On our visits to the schools we discovered the importance of spirituality. “Hunger and poverty is one kind of suffering,” said our Venerable Abbot. “Yet, the lack of spirituality is a greater suffering. The people in these areas are very poor, but they live their lives with honesty and joy because they have a spiritual practice. If not, their lives would be much darker,” he said.

The Beauty of Interbeing

Towards the end of our time together, our Venerable Brother slowly looked at each of our faces. Then he turned to speak to the four social worker brothers, “Well, do you have any last thing to say to sister Therese? Tomorrow, on our way to Saigon together, we will be practicing silence and hand gestures!” Everyone laughs wholeheartedly because they know I will not be in the car with them to translate.
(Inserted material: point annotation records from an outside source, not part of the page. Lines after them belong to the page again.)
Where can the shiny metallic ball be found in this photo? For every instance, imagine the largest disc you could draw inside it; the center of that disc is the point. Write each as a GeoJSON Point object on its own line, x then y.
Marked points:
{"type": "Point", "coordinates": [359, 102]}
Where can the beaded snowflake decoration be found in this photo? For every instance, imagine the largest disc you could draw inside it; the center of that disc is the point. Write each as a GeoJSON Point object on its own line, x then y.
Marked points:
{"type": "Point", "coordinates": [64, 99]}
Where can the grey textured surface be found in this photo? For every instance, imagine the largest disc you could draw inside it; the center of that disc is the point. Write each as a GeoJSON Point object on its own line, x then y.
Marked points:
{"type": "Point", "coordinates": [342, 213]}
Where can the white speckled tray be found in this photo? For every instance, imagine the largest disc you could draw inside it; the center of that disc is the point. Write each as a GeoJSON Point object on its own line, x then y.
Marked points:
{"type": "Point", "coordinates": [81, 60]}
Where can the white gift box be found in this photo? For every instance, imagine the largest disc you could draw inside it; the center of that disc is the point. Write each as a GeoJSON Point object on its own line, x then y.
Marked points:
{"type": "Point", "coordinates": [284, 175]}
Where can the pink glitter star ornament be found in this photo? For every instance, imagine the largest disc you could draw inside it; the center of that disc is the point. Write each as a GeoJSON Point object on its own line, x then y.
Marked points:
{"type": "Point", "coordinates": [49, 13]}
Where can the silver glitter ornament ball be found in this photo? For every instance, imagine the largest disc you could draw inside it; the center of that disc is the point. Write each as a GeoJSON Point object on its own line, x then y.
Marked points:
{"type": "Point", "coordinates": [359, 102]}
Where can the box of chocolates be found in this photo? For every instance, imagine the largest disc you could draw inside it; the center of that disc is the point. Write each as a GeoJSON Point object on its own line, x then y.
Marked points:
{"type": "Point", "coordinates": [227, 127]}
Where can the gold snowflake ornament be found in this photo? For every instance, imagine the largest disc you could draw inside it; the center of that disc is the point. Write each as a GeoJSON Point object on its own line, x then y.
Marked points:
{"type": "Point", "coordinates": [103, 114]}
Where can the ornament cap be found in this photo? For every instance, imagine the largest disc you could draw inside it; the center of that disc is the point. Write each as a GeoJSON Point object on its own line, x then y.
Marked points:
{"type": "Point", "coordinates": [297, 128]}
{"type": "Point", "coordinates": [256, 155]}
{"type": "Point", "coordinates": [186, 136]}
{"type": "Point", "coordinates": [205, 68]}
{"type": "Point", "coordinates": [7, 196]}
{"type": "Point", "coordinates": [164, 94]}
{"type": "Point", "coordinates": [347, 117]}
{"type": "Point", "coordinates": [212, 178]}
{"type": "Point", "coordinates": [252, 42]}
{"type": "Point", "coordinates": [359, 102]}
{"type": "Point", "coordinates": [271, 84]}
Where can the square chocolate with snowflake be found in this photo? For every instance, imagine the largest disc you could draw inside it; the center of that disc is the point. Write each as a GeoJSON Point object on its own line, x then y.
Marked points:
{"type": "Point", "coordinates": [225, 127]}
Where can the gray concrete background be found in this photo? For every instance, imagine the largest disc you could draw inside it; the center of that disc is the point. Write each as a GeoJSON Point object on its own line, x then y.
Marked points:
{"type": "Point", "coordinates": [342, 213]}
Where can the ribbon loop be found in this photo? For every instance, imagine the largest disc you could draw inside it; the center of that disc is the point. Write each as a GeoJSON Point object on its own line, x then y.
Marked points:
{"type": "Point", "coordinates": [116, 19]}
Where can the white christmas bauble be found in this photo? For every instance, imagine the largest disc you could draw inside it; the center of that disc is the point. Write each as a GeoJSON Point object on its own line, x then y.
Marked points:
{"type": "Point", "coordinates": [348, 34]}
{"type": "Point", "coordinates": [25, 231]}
On the way to the car, Therese and I reached out to embrace one another. I follow mindfully my in-breaths and out-breaths, as I feel concretely Therese’s presence in my arms. We have shared meaningful and beautiful moments together. I am keenly aware that I may never see her again, yet our lives are forever intertwined.

And the eyes of the children, they will always remind us to reflect deeper into our path and to remember. Remember. Remember.

Sister Dang Nghiem worked in the U.S. as a medical doctor before she became a nun. She lives at Deer Park Monastery.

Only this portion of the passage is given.